- جست‌وجوگران
- Created by: Mohammad Ali Sadjadi
- Starring: Masoud Rayegan Payam Dehkordi Masoumeh Mir-Hosseini Reza Babak Farahnaz Manafi Zaher Reza Kianian
- Country of origin: Iran
- No. of episodes: 14

Production
- Running time: 45 minutes

Original release
- Network: IRIB 2 (Iran)
- Release: November 25, 2009 – present

= The Searchers (TV series) =

2009 Iranian TV series

The Searchers (جست‌وجوگران /fa/) is an Iranian TV series broadcast in 2009. It is written and directed by Mohammad Ali Sadjadi. The theme of the series is about two Inspectors from Iran's General inspection Organization (Persian:سازمان بازرسی کل کشور) searching for economic crimes and corruptions among Iranian corporations and manufacturers. The series is produced episodically. It is on Iranian TV every Wednesday.

==The cast==
- Masoud Rayegan as Inspector Ata Bahrami. The main character of the series, an experienced inspector at the organization that solves financial crime files. He usually smokes and is of Lori origin.
- Payam Dehkordi as Inspector Majid Moghaddam. A former police officer of the Mazandarani origin. His character is a person too much interested in eating while working.
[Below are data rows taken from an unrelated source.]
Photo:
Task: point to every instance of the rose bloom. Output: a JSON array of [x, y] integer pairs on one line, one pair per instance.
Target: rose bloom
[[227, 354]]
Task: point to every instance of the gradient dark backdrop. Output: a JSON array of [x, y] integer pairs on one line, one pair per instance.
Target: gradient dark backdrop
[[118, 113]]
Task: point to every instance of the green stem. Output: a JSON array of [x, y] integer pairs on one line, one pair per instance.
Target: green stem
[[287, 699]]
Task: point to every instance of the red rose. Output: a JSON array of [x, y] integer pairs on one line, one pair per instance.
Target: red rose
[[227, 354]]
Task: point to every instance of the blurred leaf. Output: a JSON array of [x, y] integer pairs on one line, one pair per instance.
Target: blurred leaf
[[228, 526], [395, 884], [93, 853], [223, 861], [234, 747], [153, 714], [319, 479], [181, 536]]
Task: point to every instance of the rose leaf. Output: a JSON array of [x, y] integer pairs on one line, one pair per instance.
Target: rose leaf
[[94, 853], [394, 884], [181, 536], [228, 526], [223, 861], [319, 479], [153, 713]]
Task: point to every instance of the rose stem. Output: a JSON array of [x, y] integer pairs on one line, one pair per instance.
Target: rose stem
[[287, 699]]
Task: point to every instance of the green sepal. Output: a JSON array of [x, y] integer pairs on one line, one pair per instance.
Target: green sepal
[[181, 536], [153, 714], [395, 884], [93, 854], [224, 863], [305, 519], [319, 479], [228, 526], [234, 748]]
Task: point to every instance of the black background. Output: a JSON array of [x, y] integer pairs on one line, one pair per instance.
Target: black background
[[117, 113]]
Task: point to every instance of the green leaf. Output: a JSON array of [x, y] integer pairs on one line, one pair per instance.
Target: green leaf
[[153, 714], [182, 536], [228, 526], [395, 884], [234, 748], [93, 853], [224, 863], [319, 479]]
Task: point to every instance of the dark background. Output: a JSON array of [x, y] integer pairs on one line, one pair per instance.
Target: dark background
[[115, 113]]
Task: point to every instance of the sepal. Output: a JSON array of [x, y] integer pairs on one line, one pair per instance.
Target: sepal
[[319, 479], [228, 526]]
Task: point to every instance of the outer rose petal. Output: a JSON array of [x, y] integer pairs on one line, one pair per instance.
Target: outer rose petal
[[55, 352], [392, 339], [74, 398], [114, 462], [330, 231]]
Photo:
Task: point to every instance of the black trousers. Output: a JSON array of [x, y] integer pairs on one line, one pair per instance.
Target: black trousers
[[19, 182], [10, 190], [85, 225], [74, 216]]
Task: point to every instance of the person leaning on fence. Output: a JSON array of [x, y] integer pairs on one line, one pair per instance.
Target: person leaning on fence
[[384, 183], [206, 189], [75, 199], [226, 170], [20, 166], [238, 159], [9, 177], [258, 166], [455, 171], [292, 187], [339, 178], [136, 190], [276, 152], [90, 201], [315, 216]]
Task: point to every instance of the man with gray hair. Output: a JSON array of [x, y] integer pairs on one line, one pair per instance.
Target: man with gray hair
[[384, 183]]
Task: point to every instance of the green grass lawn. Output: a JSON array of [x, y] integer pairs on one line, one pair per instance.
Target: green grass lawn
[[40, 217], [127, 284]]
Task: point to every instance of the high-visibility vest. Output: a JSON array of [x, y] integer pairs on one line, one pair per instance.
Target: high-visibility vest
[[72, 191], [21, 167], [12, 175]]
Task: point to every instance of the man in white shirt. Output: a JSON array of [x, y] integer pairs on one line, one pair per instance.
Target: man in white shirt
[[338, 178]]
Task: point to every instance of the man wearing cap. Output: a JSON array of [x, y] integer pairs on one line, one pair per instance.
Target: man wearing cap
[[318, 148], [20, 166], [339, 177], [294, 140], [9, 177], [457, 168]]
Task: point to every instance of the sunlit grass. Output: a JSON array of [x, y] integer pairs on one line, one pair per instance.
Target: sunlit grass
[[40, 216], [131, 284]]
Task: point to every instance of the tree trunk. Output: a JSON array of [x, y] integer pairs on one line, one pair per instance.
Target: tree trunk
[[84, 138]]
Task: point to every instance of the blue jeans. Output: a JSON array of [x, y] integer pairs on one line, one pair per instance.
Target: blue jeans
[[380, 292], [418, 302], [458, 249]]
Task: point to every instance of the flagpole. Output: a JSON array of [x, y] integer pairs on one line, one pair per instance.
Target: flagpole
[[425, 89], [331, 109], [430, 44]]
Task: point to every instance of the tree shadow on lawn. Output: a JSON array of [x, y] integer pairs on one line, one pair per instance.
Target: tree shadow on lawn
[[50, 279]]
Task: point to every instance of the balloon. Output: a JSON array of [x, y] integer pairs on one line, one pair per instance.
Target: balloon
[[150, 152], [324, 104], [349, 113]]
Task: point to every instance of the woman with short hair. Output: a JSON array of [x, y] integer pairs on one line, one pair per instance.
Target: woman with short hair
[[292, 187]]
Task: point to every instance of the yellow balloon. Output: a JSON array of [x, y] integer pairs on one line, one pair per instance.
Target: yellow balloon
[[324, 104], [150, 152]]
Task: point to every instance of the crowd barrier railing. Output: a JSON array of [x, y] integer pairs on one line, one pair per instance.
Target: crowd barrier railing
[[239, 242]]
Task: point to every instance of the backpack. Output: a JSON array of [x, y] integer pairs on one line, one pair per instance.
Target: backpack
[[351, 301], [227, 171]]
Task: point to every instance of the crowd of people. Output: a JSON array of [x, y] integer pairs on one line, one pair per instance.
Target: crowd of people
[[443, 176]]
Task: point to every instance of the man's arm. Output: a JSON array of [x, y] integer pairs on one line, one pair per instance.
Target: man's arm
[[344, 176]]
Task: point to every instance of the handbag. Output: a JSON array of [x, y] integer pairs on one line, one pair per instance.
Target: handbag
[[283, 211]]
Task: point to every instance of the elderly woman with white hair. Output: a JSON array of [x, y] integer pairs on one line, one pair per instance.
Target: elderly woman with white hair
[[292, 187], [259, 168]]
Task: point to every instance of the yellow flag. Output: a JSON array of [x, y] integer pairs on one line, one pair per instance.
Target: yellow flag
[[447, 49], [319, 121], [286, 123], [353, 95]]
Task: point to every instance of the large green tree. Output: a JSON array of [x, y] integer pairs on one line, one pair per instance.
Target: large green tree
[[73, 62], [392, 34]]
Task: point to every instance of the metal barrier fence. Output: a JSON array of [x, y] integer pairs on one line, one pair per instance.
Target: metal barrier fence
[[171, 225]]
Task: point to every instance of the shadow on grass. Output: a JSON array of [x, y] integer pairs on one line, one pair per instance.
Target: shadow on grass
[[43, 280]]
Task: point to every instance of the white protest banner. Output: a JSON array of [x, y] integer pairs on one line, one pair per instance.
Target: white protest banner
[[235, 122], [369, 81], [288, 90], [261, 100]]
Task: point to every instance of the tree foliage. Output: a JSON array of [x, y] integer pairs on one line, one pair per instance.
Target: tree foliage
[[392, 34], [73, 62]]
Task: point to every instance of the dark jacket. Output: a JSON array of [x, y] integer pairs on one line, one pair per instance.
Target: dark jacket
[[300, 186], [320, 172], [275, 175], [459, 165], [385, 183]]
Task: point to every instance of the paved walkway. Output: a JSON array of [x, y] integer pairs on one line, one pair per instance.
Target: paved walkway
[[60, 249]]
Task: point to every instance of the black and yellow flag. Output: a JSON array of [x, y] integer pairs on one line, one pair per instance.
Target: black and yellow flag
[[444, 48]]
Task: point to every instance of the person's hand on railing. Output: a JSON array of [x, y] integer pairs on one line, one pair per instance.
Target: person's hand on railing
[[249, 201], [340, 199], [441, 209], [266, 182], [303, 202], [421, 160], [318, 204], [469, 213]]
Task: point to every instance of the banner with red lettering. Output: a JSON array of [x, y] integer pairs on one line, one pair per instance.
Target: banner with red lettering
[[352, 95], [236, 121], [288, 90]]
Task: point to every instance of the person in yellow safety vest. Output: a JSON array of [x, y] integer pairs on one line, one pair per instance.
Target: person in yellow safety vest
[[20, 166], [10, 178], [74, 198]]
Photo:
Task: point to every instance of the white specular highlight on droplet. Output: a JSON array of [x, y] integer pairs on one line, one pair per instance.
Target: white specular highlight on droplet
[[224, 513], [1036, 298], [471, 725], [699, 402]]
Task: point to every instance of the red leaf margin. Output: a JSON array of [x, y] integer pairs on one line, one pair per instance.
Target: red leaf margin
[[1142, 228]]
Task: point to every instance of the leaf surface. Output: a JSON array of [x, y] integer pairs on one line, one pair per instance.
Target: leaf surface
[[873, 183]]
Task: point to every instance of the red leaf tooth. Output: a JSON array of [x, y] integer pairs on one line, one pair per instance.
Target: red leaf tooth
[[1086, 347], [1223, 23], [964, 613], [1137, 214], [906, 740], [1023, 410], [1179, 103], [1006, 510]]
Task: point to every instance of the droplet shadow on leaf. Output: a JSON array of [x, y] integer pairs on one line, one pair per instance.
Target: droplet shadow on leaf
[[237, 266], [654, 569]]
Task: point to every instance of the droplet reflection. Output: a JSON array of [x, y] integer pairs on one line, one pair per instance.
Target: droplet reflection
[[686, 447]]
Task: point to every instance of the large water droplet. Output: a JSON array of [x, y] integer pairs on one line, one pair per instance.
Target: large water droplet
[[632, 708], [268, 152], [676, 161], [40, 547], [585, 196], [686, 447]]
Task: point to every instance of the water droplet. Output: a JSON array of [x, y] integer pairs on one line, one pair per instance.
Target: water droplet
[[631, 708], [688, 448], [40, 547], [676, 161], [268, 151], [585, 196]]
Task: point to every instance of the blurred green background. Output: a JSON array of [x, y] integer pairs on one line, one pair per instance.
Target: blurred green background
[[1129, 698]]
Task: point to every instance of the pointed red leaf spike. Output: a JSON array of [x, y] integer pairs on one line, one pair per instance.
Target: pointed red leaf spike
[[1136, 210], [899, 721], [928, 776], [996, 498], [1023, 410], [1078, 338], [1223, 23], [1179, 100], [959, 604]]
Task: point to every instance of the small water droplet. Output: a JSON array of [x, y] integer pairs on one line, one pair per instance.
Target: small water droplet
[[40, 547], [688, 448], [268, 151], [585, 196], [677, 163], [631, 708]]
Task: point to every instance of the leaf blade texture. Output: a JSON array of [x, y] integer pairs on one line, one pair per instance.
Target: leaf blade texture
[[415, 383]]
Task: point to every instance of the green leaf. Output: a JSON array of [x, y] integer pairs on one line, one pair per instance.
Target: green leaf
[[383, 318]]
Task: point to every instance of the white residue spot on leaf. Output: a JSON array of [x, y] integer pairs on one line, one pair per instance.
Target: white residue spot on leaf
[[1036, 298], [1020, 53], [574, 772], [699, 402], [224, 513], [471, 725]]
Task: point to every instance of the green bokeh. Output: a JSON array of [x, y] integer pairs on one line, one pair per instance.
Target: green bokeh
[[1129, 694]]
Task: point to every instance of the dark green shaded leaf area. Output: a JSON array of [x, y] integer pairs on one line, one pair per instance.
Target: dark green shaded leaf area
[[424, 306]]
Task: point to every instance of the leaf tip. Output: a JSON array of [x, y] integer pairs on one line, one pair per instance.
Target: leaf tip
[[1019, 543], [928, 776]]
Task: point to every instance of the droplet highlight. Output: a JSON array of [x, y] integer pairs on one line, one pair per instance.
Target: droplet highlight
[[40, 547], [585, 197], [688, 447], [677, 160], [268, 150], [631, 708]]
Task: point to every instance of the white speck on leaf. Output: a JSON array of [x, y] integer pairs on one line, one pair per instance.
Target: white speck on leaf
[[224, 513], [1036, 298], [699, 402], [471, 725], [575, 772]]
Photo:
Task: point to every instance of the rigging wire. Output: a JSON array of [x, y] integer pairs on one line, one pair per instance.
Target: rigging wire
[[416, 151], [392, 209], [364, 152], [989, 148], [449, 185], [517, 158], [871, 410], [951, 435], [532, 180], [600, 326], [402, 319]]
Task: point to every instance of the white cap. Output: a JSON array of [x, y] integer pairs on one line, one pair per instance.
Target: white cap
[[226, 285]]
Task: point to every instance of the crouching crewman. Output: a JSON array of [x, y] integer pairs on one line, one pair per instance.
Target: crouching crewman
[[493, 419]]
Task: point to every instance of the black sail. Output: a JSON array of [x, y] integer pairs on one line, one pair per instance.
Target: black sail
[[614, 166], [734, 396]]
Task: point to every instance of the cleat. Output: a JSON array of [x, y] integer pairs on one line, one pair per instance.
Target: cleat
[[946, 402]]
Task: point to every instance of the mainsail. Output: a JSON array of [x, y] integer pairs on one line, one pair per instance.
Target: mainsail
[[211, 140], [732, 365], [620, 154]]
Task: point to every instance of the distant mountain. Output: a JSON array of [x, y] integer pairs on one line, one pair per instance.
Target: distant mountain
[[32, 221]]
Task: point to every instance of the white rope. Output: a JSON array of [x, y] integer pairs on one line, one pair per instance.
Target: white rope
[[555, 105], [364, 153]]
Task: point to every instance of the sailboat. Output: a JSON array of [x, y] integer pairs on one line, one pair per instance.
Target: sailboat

He's Ata Bahrami's assistant.
- Masoumeh Mir-Hosseini as Pari Shakeri - A specialist working in organization for Signature and handwriting recognition. She sometimes receives some inspirations, e.g. in episode 6 she was inspired the bad happening to Maj. Rahimi.
- Reza Babak as Ebadi

===Guest actors===
- Reza Kianian as Haji AbediZadeh (in episode 5)
- Pantea Bahram as Mrs. Soodabeh Fazli (in episode 6)- The secretary of Mr. Sabeti.